Alex Kacelnik discusses tool use in crows in popular podcast “Okay, but… birds”
Last month, Dr. Scott Taylor from “Okay, but… birds” sat down with Alex Kacelnik to dig into one of the most mind-bending questions in animal behavior: are birds actually building and using tools?
There are many bird podcasts out there, but “Okay, but… birds,” hosted by evolutionary biologist Dr. Scott Taylor, is probably one of the most praised at the moment. Scott, who is an Associate Professor at the University of Colorado Boulder, tackles a wide range of avian topics, from bird monogamy to bird flu and urban birds, and keeps the audience glued to their headphones thanks to his distinctively informal and humorous language. His guests are primarily academics and science communicators, including a Pulitzer Prize-winning writer and our PI Alex Kacelnik, who appears in the show’s 18th episode, “Tool Game Elite.”

In this episode, Scott asks Alex about his influential experiments on New Caledonian crows, a species widely recognized for its intelligence.
“I think it’s fair to think of intelligence as the kind of things that you can solve flexibly,” says Alex. “If you have to face different problems only have one way to do it, as soon as the problem changes one little bit, you just can’t solve it anymore. I dont think it makes sense to call that intelligent.
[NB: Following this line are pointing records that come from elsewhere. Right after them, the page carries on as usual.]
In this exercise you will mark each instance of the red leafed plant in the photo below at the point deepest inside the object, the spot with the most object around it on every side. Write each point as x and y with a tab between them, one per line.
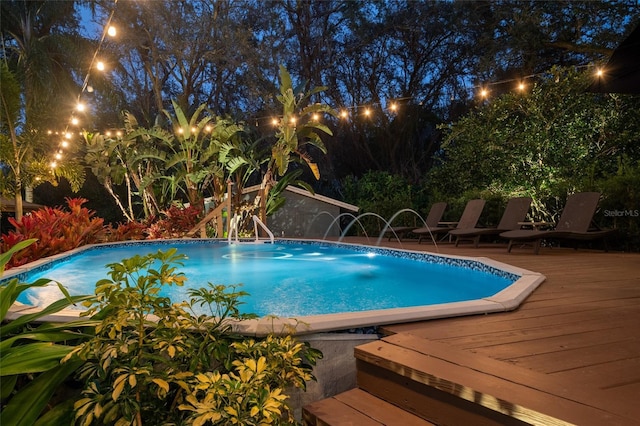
57	230
127	231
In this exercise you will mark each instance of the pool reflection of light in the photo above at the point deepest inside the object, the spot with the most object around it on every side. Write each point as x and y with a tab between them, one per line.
381	297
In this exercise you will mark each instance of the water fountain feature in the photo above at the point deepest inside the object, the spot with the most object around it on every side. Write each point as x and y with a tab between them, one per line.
398	213
357	219
350	223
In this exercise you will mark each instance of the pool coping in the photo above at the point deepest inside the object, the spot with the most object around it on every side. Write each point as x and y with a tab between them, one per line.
506	300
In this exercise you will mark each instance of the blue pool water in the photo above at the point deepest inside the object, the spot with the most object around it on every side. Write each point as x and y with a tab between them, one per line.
289	278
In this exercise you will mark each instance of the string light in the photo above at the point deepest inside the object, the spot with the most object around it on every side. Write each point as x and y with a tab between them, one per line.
100	66
393	105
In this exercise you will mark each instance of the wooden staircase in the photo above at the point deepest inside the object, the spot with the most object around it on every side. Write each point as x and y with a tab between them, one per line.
402	380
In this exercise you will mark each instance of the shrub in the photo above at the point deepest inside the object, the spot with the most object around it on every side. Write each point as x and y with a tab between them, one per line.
30	355
178	367
55	229
383	194
176	222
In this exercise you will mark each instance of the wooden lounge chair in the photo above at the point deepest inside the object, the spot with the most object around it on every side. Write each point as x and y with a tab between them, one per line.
574	224
435	215
514	213
468	219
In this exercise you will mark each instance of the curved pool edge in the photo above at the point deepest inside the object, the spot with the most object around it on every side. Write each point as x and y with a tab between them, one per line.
506	300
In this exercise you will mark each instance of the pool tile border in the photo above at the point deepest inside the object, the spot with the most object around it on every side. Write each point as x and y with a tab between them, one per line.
525	282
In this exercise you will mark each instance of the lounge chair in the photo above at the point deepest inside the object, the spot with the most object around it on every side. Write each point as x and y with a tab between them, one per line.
468	219
435	215
514	213
574	224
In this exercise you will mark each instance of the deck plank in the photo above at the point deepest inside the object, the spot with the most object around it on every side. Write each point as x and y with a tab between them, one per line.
578	328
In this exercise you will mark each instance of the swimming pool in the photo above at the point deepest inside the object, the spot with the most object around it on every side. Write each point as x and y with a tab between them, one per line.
315	285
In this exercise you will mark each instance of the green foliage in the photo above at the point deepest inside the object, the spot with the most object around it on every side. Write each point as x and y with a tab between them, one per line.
159	362
56	231
620	208
31	352
175	222
555	140
381	193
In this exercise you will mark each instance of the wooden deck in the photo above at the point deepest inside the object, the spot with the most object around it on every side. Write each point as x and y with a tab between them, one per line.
570	352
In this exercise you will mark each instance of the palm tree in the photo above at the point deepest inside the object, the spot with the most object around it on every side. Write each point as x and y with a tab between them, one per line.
40	47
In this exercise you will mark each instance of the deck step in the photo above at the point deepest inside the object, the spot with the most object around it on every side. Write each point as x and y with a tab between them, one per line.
358	408
430	380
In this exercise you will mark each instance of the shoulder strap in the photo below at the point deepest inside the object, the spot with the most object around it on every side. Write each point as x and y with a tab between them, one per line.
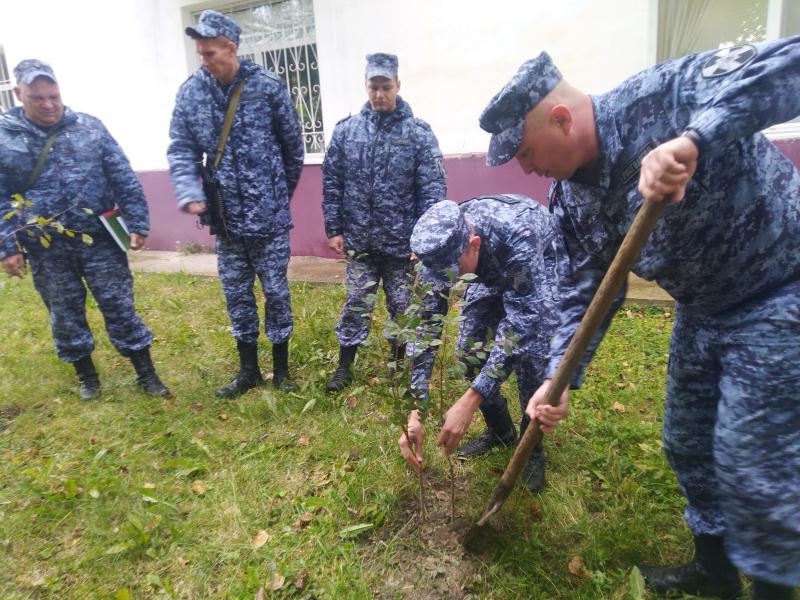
226	127
37	170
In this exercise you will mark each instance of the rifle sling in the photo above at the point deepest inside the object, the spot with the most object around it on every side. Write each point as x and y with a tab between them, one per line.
37	170
226	127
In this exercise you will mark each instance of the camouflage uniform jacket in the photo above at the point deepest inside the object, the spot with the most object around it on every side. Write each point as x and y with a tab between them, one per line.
85	168
735	235
519	257
263	156
382	171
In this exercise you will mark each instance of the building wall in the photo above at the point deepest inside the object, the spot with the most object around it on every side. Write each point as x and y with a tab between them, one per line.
123	61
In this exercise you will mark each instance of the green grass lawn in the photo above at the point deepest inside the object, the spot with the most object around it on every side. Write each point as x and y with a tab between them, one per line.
304	495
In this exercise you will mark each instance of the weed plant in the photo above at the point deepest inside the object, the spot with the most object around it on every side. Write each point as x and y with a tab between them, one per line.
301	495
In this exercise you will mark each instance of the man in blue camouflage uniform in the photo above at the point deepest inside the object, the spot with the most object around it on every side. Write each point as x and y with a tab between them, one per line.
382	170
258	173
84	169
509	242
725	249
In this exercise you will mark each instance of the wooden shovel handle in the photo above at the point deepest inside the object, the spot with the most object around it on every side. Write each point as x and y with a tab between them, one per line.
612	283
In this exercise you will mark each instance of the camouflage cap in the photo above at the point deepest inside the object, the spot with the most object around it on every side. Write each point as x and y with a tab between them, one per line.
381	64
440	236
213	24
29	69
504	116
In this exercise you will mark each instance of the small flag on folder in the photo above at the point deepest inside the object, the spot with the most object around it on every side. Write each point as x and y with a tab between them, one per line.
116	226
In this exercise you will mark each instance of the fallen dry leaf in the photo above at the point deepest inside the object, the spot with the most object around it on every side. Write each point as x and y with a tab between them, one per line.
301	580
260	539
576	567
277	582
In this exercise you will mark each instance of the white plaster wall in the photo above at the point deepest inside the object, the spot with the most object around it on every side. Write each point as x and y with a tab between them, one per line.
123	60
456	54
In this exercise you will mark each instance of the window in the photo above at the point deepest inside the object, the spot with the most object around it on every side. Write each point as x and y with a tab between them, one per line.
6	86
688	26
280	36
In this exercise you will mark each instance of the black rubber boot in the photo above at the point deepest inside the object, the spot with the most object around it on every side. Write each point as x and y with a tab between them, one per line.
500	432
343	375
397	354
146	375
249	375
710	572
764	590
88	381
533	472
280	367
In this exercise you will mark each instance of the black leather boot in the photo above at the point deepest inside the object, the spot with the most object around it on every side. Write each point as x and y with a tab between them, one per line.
280	367
249	375
500	432
764	590
710	572
343	375
146	375
88	381
533	472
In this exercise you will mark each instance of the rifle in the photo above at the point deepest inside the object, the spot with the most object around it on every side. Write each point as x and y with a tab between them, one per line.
214	216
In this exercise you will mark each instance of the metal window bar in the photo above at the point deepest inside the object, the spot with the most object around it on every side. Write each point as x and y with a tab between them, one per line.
298	68
6	86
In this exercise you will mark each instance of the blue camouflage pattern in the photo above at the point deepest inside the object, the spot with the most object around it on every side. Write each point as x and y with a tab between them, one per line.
214	24
263	157
85	168
382	170
381	64
361	283
519	261
504	116
29	69
239	260
727	249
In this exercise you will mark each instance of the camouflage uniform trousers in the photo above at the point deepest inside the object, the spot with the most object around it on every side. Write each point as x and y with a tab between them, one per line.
59	273
395	273
239	260
732	430
483	313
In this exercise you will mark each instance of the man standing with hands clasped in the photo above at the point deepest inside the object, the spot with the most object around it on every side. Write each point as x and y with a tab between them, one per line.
686	133
80	166
382	170
258	171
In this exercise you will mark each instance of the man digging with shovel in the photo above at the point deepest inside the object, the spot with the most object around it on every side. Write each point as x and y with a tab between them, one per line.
685	134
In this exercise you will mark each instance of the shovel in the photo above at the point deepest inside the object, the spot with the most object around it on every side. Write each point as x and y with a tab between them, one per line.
617	273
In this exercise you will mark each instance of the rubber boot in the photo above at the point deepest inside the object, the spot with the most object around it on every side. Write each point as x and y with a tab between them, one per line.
343	375
709	573
764	590
146	375
397	354
280	367
533	472
88	381
500	432
249	375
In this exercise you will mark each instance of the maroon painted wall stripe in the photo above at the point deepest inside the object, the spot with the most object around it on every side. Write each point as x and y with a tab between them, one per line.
467	176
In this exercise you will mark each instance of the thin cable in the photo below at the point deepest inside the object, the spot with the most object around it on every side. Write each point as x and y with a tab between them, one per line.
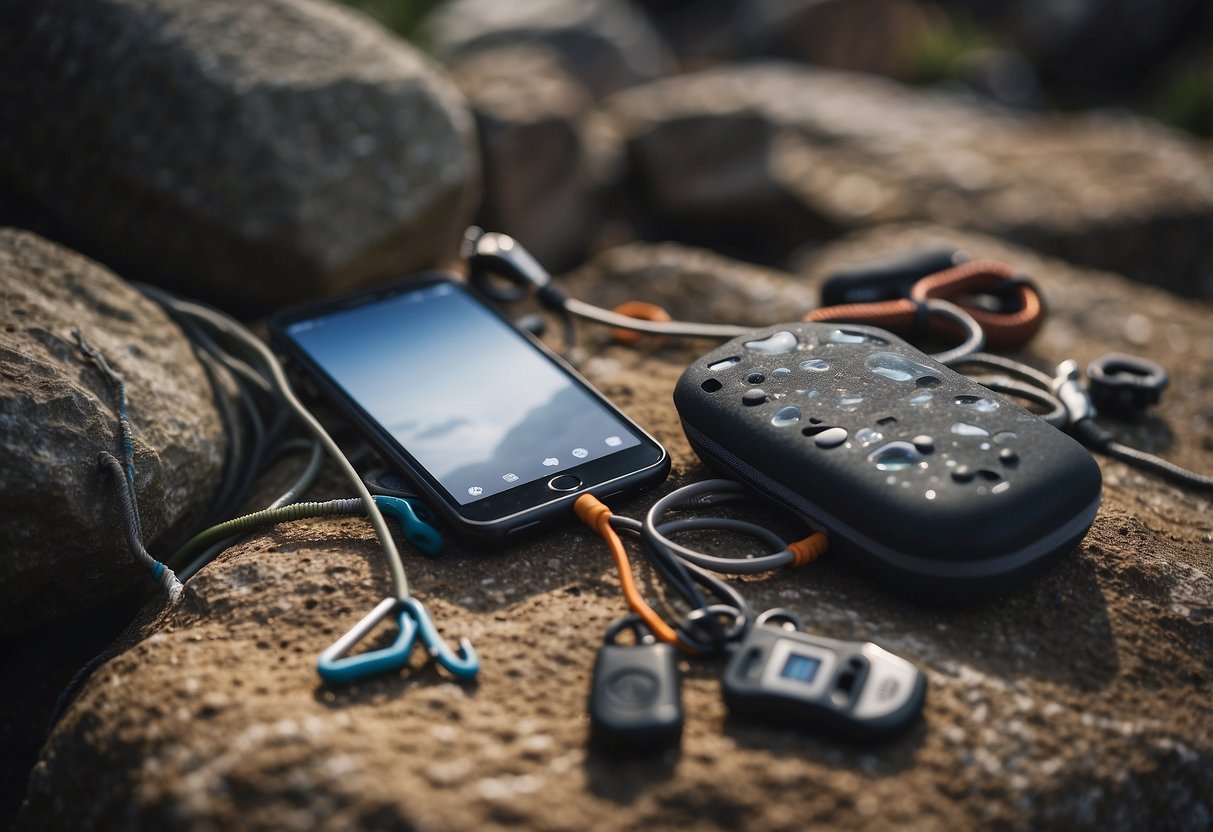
286	499
598	517
673	328
266	517
233	329
160	574
1100	439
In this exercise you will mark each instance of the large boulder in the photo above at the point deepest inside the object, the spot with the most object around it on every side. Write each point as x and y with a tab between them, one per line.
608	44
62	548
252	152
763	158
548	164
1078	701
But if you can accept all kind of transformations of the problems and still achieve your goals, then I would call that behavior intelligent.”
So what exactly did these birds do to demonstrate such remarkable cognitive abilities? In the episode, Alex describes several experiments that reveal striking tool-related intelligence in New Caledonian crows.
In one study, the birds were presented with two pieces of wire: a straight one and a pre-bent hook. The male immediately selected the hook to retrieve food from a tube. The female, however, solved the problem more creatively. She took the straight wire, carried it to a hard surface, and bent it into a hook herself. She then used this self-made tool to extract the food—one of the first documented cases of an animal actively reshaping an object to achieve a specific goal. “Fortunately, my student Alex Weir was there when it happened and filmed it,” Alex notes.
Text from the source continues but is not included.